You are viewing a plain text version of this content. The canonical link for it is here.
Posted to java-user@lucene.apache.org by ro...@earthlink.net on 2009/02/19 04:29:56 UTC

what's the best practice for getting "next page" of hits?

R2.4

So, I may well be missing something here, but: I use 

<pseudoCode>IndexSearcher.search(someQuery, null, count, new Sort());</pseudoCode>

to get an instance of TopFieldDocs (the "Hits" is deprecated). So far, all fine; I get a bunch of documents. Now, what is the Lucene-best-practice for getting the *next* batch of size "count"? (Didn't see this discussed anywhere, but maybe I missed it.) 

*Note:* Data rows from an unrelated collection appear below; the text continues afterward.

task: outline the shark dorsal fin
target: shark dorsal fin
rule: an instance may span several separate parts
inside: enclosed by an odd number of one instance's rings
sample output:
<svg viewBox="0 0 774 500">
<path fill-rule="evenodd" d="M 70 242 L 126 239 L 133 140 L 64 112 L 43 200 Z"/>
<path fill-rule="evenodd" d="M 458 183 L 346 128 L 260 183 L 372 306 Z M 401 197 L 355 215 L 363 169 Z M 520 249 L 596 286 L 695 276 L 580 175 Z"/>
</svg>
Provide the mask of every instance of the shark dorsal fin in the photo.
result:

a) I could guess that my users will never want more than "N*count", for some value of N, request that right up front, and do all my own "paging" using the one TopFieldDocs instance; 

b) I could assume that (a) will be an inefficient memory and time hog, and when the user clicks "Next" (or whatever), then ... (with i starting at "1") get a new TopFieldDocs with "(++i)*count", and out of that discard the first "i*count" items? In the limit (as i => N) that uses up just as much space and memory, but does so lazily (better); 

c) some compromise of (a) and (b), where I get M*count, do my own paging, and when the user asks for the (i+1)==(M+1)-th batch, then get another M*count (maybe faster, but also maybe bigger amortized memory footprint); 

d) something else? (I'd hope for something like a search() method with some parameter saying, in effect, "such and such a range of hits" ...) 

thanks,
Paul 




---------------------------------------------------------------------
To unsubscribe, e-mail: java-user-unsubscribe@lucene.apache.org
For additional commands, e-mail: java-user-help@lucene.apache.org


Re: what's the best practice for getting "next page" of hits?

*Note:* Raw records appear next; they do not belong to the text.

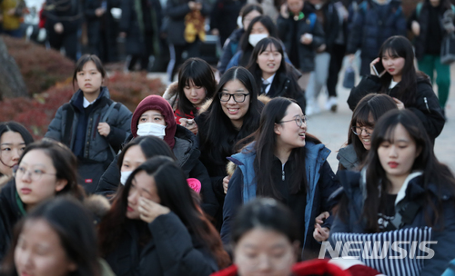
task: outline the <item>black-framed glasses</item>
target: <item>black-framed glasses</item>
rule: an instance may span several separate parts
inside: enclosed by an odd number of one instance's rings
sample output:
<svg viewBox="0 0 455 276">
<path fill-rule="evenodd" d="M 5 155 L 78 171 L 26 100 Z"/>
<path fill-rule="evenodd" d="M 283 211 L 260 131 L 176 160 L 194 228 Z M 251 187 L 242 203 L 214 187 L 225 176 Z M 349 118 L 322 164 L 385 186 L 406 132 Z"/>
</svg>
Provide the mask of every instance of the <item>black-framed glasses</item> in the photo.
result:
<svg viewBox="0 0 455 276">
<path fill-rule="evenodd" d="M 373 133 L 373 128 L 370 126 L 367 127 L 351 126 L 350 129 L 352 133 L 354 133 L 354 134 L 358 136 L 360 136 L 363 131 L 365 131 L 365 133 L 367 133 L 368 136 L 371 136 L 371 134 Z"/>
<path fill-rule="evenodd" d="M 15 170 L 13 171 L 13 175 L 15 177 L 15 178 L 21 178 L 23 177 L 24 175 L 25 175 L 26 173 L 29 173 L 30 175 L 30 179 L 32 181 L 38 181 L 41 179 L 41 176 L 43 174 L 50 174 L 50 175 L 56 175 L 56 173 L 49 173 L 49 172 L 45 172 L 39 169 L 31 169 L 31 170 L 28 170 L 26 168 L 24 168 L 24 167 L 16 167 L 15 168 Z"/>
<path fill-rule="evenodd" d="M 307 116 L 297 115 L 292 120 L 280 121 L 279 123 L 288 123 L 288 122 L 292 122 L 292 121 L 296 122 L 297 126 L 300 127 L 300 126 L 302 126 L 303 123 L 307 123 Z"/>
<path fill-rule="evenodd" d="M 229 102 L 230 97 L 234 97 L 234 102 L 236 103 L 243 103 L 245 102 L 245 99 L 247 96 L 249 94 L 228 94 L 228 93 L 220 93 L 219 94 L 219 100 L 221 102 Z"/>
</svg>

Posted by Erick Erickson <er...@gmail.com>.
The best practice is, well, "It Depends" (tm). First off, I wouldn't do any
caching of results unless and until you had a reasonable certainty that
you had performance issues, so <b> would by my first choice. And if
you *did* start to see performance issues, I'd look first at why the queries
were expensive rather than look at caching. And I'd be certain that
you were getting a lot of requests for pages 2-N by mining my
query logs. There's no point in putting a caching scheme in if only
10% of your queries were for subsequent pages. Or even 50% of the
queries were for subsequent pages.

The thing to remember is that every search/sort *must* score and/or sort
all the documents to catch the case that the very last
document in the index is the best match. So having a method that
only returned matches N through N+pagesize only saves the
time/memory needed to copy matches 0 through N, and each
ScoreDoc is just an int and a float. You can copy a LOT of
ScoreDocs around before you notice........

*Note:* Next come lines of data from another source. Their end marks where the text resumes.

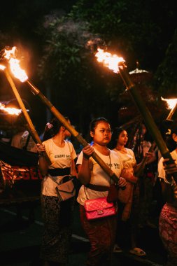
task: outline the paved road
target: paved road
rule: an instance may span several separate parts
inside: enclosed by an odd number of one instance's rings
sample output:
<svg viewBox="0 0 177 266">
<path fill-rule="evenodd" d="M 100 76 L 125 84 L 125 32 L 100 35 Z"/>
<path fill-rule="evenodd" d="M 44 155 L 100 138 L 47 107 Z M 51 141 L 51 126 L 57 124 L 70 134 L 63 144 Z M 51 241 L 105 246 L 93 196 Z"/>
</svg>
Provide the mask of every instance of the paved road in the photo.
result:
<svg viewBox="0 0 177 266">
<path fill-rule="evenodd" d="M 0 266 L 41 266 L 39 248 L 43 223 L 39 202 L 35 208 L 35 221 L 27 220 L 28 211 L 23 209 L 23 220 L 19 221 L 14 206 L 0 209 Z M 157 229 L 146 227 L 139 232 L 139 241 L 147 253 L 141 258 L 130 255 L 128 250 L 114 254 L 110 266 L 164 266 L 167 253 L 158 235 Z M 73 237 L 71 243 L 69 266 L 84 266 L 90 244 L 79 221 L 76 205 Z"/>
</svg>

What a caching scheme *would* save is re-executing the query. But long
before I went to a caching scheme, I'd try to understand why my queries
were slow. Especially when you couple that with the fact that the
overwhelming
number of users don't page very far into the result set before changing the
query.

Form the eXtreme Programming people "Do the simplest thing
that could possibly work". I add the addendum "Then *measure* to see
what the problems are before 'fixing' anything".

FWIW
Erick


On Wed, Feb 18, 2009 at 10:29 PM, <ro...@earthlink.net> wrote:

> R2.4
>
> So, I may well be missing something here, but: I use
>
> <pseudoCode>IndexSearcher.search(someQuery, null, count, new
> Sort());</pseudoCode>
>
> to get an instance of TopFieldDocs (the "Hits" is deprecated). So far, all
> fine; I get a bunch of documents. Now, what is the Lucene-best-practice for
> getting the *next* batch of size "count"? (Didn't see this discussed
> anywhere, but maybe I missed it.)
>
> a) I could guess that my users will never want more than "N*count", for
> some value of N, request that right up front, and do all my own "paging"
> using the one TopFieldDocs instance;
>
> b) I could assume that (a) will be an inefficient memory and time hog, and
> when the user clicks "Next" (or whatever), then ... (with i starting at "1")
> get a new TopFieldDocs with "(++i)*count", and out of that discard the first
> "i*count" items? In the limit (as i => N) that uses up just as much space
> and memory, but does so lazily (better);
>
> c) some compromise of (a) and (b), where I get M*count, do my own paging,
> and when the user asks for the (i+1)==(M+1)-th batch, then get another
> M*count (maybe faster, but also maybe bigger amortized memory footprint);
>
> d) something else? (I'd hope for something like a search() method with some
> parameter saying, in effect, "such and such a range of hits" ...)
>
> thanks,
> Paul
>
>
>
>
> ---------------------------------------------------------------------
> To unsubscribe, e-mail: java-user-unsubscribe@lucene.apache.org
> For additional commands, e-mail: java-user-help@lucene.apache.org
>
>

Re: what's the best practice for getting "next page" of hits?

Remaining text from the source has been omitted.